Siemens Energy: Save 400 million in wind power business
The ailing energy technology group Siemens Energy wants to significantly reduce costs in its loss-making wind power business with a reorganization. The planned simplification of the structure at wind turbine subsidiary Siemens Gamesa is expected to save around 400 million euros by fiscal year 2025/26 (as of the end of September), the company announced at its Capital Markets Day in Hamburg on Tuesday. Group CEO Christian Bruch had already announced last week that Siemens Gamesa should break even again this year - two years later than originally planned.
Siemens Gamesa is struggling with quality problems with land turbines, start-up difficulties with marine turbines (offshore) and significantly higher costs. Sales of the new 5.X land turbine have been suspended and the company is concentrating on ramping up its offshore factories. Orders are to be accepted more selectively. For this reason, Siemens Energy initially anticipates low order intake in the wind division. Siemens Energy expects another billion-euro loss in the current fiscal year. Gamesa wants to concentrate on certain regions and products. The core market is Europe, as Gamesa CEO Jochen Eickholt explained.

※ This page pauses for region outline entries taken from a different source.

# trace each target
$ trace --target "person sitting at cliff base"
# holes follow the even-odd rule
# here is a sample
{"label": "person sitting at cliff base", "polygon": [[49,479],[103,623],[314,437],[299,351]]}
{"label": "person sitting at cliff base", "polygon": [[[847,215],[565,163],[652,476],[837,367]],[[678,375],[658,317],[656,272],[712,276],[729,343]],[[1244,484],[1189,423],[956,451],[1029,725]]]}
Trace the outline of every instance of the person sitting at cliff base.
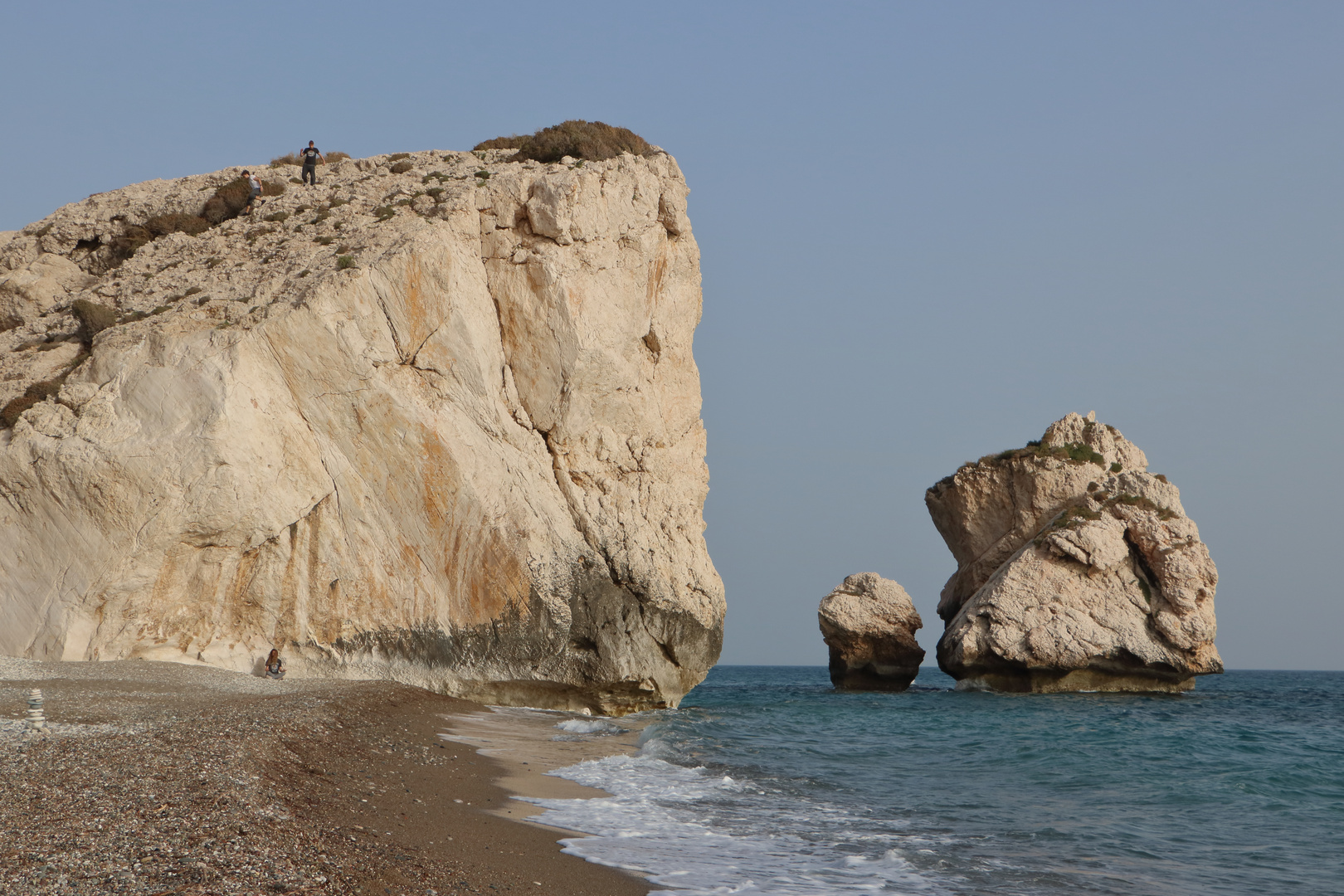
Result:
{"label": "person sitting at cliff base", "polygon": [[280,650],[271,647],[270,656],[266,657],[266,677],[267,678],[284,678],[285,677],[285,662],[280,658]]}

Siemens Energy had already announced targets for 2025/26 last week. CEO Bruch is giving priority to the turnaround at Gamesa. In addition, grid technology and industrial transformation should ensure better profitability.
The Group is suffering from its ailing wind power business, which caused Siemens Energy to lose billions in the past financial year. The rest of the gas, grids and industrial transformation business is doing much better. Siemens Energy has a huge order backlog. However, the company needs money - in the form of guarantees - to be able to work through this backlog. Last week, Siemens Energy reached an agreement with banks and the federal government on guarantees to secure orders. In this context, the federal government is securing bank guarantee lines of 12 billion euros with a guarantee of 7.5 billion euros.
Siemens Energy aims to enhance profitability by focusing on grid technology and industrial transformation beyond its struggling wind power business, which has resulted in significant losses in the past fiscal year. The reorganization of Siemens Gamesa, including the suspension of land turbine sales and a shift to offshore production, is expected to save approximately 400 million euros by 2025/26.